Syrian force pounds holdout IS village

04 Mar, 2019

Kurdish-led forces backed by US warplanes rained artillery fire and air strikes Sunday on besieged and outgunned jihadists making a desperate last stand in a Syrian village. Islamic State group fighters holed up in Baghouz, the last sliver of the once-sprawling "caliphate" that their leader Abu Bakr al-Baghdadi proclaimed in 2014, responded with small arms fire as the Syrian Democratic Forces advanced.
AFP reporters near the front line saw explosions lighting up the sky over the eastern Syrian farming village after an airstrike hit an underground ammunition depot. The crackle and thud of gunfire and shelling filled the air, as did plumes of thick black smoke over Baghouz, a small cluster of ruined buildings nestled in a palm-lined bend of the Euphrates.
"There are tunnels. We're not sure how many members of the Islamic State are still inside," an SDF commander said from a rooftop about 400 metres from the front line. "They are completely besieged. They have planted many explosive devices in the houses and on the roads," he said.
The jihadists' last redoubt was said to be about half a square kilometre in size a week ago and it shrank even further with the last few hours of fighting. The SDF had in recent days maintained a buffer of about one kilometre (0.6 miles) between their forces and the holdout jihadists hunkered down in their final bastion.

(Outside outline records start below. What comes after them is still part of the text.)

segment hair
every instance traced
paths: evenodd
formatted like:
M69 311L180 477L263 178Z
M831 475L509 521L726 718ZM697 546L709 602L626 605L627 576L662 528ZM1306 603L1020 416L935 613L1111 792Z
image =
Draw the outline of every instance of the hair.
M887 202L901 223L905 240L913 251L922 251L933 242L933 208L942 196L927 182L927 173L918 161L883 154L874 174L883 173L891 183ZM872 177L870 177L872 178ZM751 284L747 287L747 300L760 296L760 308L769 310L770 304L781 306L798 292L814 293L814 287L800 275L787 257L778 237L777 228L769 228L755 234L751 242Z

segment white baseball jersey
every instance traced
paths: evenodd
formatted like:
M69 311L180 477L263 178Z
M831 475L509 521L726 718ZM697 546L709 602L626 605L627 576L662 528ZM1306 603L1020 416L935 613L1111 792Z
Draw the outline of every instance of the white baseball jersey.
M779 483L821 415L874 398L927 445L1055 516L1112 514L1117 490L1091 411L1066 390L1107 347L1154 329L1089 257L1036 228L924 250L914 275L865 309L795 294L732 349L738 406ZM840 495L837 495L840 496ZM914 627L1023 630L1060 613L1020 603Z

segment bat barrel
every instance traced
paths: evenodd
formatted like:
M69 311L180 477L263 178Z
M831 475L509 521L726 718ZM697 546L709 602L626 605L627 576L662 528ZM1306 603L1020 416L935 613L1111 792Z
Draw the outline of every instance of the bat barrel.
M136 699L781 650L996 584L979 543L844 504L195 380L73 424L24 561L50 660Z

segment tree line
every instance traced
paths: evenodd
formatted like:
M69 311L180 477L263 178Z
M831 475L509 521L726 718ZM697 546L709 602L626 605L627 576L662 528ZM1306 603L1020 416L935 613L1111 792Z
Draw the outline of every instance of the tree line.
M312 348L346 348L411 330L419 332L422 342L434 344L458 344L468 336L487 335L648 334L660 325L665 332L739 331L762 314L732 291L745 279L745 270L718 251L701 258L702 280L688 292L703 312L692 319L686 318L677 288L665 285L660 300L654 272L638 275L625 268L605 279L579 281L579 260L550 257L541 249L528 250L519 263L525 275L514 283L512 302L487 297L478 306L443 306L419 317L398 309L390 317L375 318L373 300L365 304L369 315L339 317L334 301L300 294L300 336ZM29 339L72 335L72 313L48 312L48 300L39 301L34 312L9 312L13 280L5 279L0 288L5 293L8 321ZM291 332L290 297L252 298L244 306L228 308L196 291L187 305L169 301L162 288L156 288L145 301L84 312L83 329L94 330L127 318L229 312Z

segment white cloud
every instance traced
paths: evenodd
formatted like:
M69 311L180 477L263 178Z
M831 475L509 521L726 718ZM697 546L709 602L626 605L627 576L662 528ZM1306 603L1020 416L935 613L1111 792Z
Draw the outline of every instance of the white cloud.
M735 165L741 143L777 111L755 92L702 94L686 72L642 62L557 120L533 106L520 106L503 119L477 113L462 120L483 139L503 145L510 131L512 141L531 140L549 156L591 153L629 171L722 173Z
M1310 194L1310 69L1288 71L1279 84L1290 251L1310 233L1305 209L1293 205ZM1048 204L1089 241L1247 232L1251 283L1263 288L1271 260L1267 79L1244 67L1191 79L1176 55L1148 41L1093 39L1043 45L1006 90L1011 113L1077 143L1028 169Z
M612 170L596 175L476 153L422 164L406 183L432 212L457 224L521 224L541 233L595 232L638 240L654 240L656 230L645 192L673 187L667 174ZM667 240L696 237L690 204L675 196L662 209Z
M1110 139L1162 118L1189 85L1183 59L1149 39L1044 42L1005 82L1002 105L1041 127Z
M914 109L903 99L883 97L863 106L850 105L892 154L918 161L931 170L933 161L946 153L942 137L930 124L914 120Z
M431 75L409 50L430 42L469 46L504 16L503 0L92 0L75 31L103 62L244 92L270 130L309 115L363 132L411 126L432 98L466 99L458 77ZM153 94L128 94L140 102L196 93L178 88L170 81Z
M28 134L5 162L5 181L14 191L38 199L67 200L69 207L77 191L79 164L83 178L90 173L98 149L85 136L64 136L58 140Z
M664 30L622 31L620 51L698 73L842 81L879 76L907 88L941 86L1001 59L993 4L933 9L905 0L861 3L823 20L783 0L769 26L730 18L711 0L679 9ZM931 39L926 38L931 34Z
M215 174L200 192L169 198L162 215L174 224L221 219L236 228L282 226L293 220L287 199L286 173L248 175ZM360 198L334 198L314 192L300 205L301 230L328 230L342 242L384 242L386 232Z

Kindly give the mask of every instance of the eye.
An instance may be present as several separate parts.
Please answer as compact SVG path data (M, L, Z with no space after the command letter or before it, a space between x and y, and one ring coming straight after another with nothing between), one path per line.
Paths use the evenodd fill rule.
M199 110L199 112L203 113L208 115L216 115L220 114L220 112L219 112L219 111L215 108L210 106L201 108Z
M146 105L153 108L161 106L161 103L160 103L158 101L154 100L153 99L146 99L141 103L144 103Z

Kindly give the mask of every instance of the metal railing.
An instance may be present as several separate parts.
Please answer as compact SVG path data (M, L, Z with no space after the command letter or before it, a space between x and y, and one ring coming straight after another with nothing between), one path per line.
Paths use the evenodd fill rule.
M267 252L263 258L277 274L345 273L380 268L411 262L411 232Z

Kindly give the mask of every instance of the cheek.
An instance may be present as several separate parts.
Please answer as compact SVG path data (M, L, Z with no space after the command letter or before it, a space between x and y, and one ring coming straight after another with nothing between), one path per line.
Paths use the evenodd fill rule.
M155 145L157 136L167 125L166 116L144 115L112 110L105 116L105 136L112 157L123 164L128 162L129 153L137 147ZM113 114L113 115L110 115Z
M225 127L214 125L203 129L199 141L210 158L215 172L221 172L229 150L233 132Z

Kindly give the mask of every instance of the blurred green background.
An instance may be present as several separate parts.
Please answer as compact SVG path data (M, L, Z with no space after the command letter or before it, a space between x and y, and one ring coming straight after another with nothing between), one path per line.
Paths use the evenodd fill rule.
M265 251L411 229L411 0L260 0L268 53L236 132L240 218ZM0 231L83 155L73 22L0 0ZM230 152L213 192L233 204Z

But they resumed their advance on Friday evening after processing what they said was the last batch of civilians, mostly jihadists' relatives, fleeing the enclave. The jihadists are massively outnumbered and unlikely to hold out very long against the SDF, who launched their broad offensive on remaining IS strongholds in the Euphrates Valley six months ago.
The capture of Baghouz would mark the end of IS territorial control in the region and deal a death blow to the "caliphate", which once covered huge swathes of Syria and Iraq. At its peak more than four years ago, the proto-state created by IS was the size of Britain and administered millions of people, including two million in Iraq's second city of Mosul.
It minted its own currency, levied taxes, published a wide array of propaganda material and designed its own school curricula. The caliphate effectively collapsed in 2017 when IS lost most of its major cities in both countries. The loss of Baghouz, which the SDF says is only days away, would carry mostly symbolic value.
The latest military operation has nonetheless sparked a major humanitarian emergency, with thousands of people of various nationalities emerging from the ruins of the "caliphate" and washing up in Kurdish-run camps. The SDF thrust forward on Saturday and closer combat ensued at night, with tracer ammunition flashing glimpses of the battle ripping the village apart.